Sesi yükseltmeden de sözü yükseltebilen, sustuğunda da çok şey söyleyebilen nadir adamlar var. Onlardan birisidir benim dostum.
Ömer KARAOĞLU

O, benim dostum!
Çünkü sağlam ölmek için bu çağda, hasta yaşamak gerektiğini, sılasız gurbet türküsü dinlenmeyeceğini belletti bana. Maskesiz yaşamanın savaşların en çetini olduğunu, uygarlığın her kıtaya en kısa sürede ölüm ihraç edebilecek kadar ilerlediğini söyledi.
Değişimi en iyi ölülerin anlatabildiğini, tevhid bilincini eyleme dönüştüren insanın, yenilgisi olmayan bir savaşa çıktığını … ve hakikate dair damıtılmış nice cümleyi kayda geçirdi.
Bu itibarla şükür ki benim dostum kendileri!

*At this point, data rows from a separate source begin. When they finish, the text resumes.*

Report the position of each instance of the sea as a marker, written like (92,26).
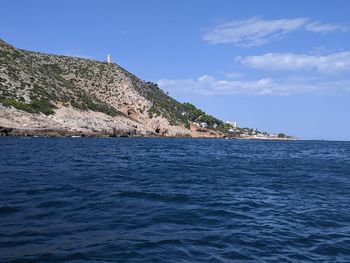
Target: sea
(173,200)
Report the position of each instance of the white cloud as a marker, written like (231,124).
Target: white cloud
(208,85)
(234,75)
(331,63)
(255,32)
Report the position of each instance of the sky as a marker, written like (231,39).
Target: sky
(278,66)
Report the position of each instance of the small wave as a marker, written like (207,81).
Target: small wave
(155,196)
(4,210)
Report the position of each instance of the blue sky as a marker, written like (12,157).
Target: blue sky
(279,66)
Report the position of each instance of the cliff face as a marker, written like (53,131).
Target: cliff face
(57,95)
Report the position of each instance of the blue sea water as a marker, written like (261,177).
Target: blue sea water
(174,200)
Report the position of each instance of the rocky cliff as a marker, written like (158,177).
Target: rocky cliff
(42,94)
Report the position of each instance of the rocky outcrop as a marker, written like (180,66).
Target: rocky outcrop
(43,94)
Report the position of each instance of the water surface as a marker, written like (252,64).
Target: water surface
(174,200)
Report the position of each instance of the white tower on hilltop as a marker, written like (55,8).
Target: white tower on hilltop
(109,59)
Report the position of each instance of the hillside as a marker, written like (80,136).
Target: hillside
(42,94)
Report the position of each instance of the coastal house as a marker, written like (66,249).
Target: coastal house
(232,123)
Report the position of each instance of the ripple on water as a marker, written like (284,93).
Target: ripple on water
(174,200)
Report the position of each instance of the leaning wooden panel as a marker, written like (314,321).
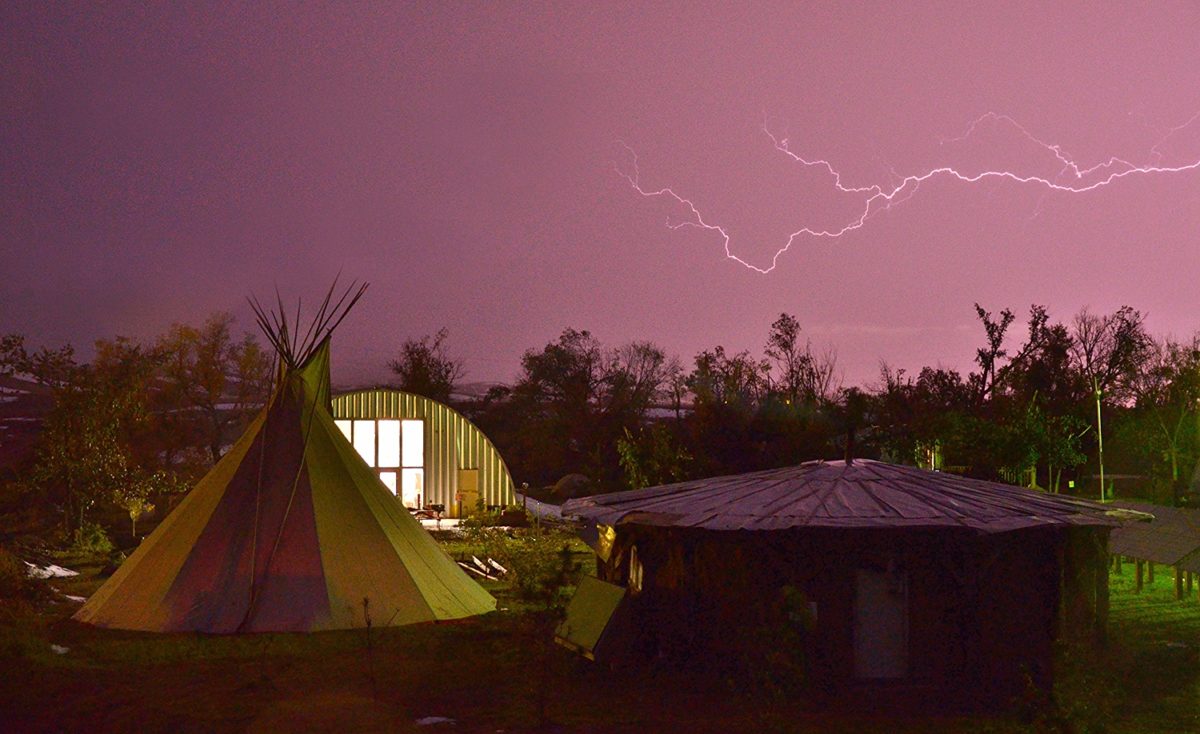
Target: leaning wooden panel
(453,445)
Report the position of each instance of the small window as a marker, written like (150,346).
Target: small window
(413,443)
(412,483)
(389,480)
(364,440)
(389,444)
(635,571)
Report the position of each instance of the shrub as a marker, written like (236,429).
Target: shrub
(534,558)
(91,540)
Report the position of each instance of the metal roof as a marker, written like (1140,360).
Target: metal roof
(835,494)
(1173,537)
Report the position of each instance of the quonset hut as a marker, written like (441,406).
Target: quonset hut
(912,579)
(426,452)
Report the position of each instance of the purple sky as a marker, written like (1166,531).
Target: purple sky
(162,163)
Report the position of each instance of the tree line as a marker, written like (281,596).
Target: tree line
(1051,407)
(138,422)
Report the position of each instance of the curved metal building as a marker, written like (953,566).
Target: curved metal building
(426,452)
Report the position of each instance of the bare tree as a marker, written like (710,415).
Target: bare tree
(803,375)
(1108,349)
(425,367)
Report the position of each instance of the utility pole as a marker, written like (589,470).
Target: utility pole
(1099,433)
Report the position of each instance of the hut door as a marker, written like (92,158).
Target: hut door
(881,624)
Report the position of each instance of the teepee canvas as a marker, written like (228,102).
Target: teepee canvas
(291,530)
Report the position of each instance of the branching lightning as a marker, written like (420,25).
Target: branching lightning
(1072,178)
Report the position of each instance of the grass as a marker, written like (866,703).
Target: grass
(486,673)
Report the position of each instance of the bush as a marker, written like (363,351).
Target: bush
(91,540)
(534,558)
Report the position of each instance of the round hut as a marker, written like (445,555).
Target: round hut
(892,577)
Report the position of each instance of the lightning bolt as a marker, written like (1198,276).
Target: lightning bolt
(1072,178)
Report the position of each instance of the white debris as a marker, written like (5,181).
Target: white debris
(51,571)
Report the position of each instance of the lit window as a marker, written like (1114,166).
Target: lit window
(389,480)
(364,440)
(412,485)
(413,444)
(389,444)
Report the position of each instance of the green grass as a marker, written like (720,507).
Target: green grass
(493,673)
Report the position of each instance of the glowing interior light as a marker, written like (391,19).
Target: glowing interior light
(364,440)
(389,444)
(412,486)
(389,480)
(413,443)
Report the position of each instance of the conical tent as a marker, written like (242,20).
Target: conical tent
(289,531)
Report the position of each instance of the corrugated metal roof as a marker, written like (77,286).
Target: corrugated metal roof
(1173,537)
(835,494)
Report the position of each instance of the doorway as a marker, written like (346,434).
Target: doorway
(881,624)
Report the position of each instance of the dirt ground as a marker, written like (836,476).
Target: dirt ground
(497,674)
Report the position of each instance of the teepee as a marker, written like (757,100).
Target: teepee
(291,530)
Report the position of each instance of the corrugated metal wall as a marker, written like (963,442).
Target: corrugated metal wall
(451,443)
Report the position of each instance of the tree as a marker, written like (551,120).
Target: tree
(1167,392)
(211,385)
(652,457)
(425,367)
(1107,349)
(87,451)
(802,375)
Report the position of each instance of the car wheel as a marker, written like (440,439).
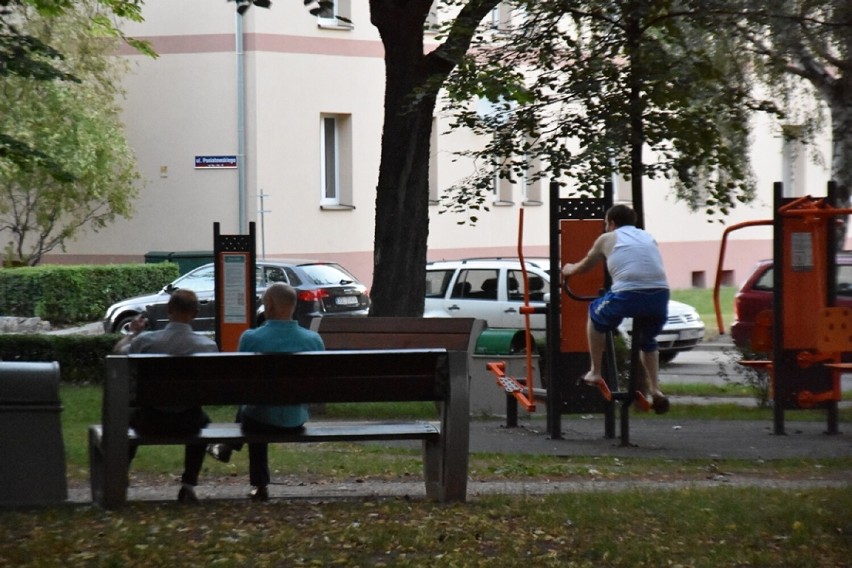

Uzun yıllara sârî dostluğumuz, zamanımıza şahitlik oldu bir anlamda. Bir ağabey, bir yol arkadaşı, bir dost. Bir şair, bir düşünür, derdin derman olduğunu belleten bir ahir zaman muallimi.
Bir kez daha o anlatsın kimilerine, anlatmaktan aciz kaldıklarımızı:
“…biz yürüdük. Ah! Söyletmeyin çocuklar, biz içinden hüzün akan günlerle kırklanıp büyüdük.
Şarkını hafızanda tutabilir misin? Kıvranırken altın perçemli çocuk acıyla, yanından sıyrılıp kaçabilir misin? Biz en çok açmayan çiçekler için ağladık. Hiç durmadan, sabah akşam demeden aynalara baktık. Sorular sorduk, başkaları sormadan daha. Hep bir suç aradık.
Zindanlar anladı. Dağlar tesbihte daim, okyanuslar sırrımızı sımsıkı sarmalayıp sakladı.
Bir tek onlar anlamadı”.
Böyle yazdı “Sensizliği Bilmiyorlar”da.
“Hüznün ev sahibi olduğu”nu kaydetmişse de “kiracı”lığa talip olduğumuzu beyan edelim yeri gelmişken. Zira nice günler ve geceler boyunca o “bildiği ve hiçbir kulağa değmemiş şarkı”yı ısrarla saklasa da arada bir mırıldandığı seslerden duymuşluğumuz vardır.
Sesi yükseltmeden de sözü yükseltebilen, sustuğunda da çok şey söyleyebilen nadir adamlar var. Onlardan birisidir benim dostum.
Ona onun kaleminden, işlediği cürümleri hatırlatmak isterim yine de:
“Suç duyurusu yaptılar adına
Ülkeye gizlice gül taşımışsın
Gökyüzünü çizmişsin kalın surlara
Sırtında nehirler şehre varmışsın”
…
Birçoğumuza göre önde başlamış hayata. Erken yaşlarında dağları, ovaları, ağaçları, gökyüzünü, yıldızları, kuzuları… tanımış. Kendi ifadesiyle “ağacın kitaba dönüşmeden de okunabileceğini” fark etmiş, kentin insanı tüm bu olan bitenlerin farkında değilken.
Sonra İstanbul yılları…
Dostluğumuzun başladığı “Selam” çocuk dergisi ve sesli yayıncılık. Devasa yangınlara bardaklarla su taşıma telaşımız. Anadolu’ya köşe bucak hicret ezgileri, Medine haberleri göndermek için nöbetler. Söylediği gibi:
“…dünya çok uzaklarda, küçük muamma. Anlamlar üstümüze akan ahtapot volkanı, dizlerimizde çatırtılar ve direncin benzersiz varoluşu. Yoruldukça nasıl da güçleniyoruz” ama!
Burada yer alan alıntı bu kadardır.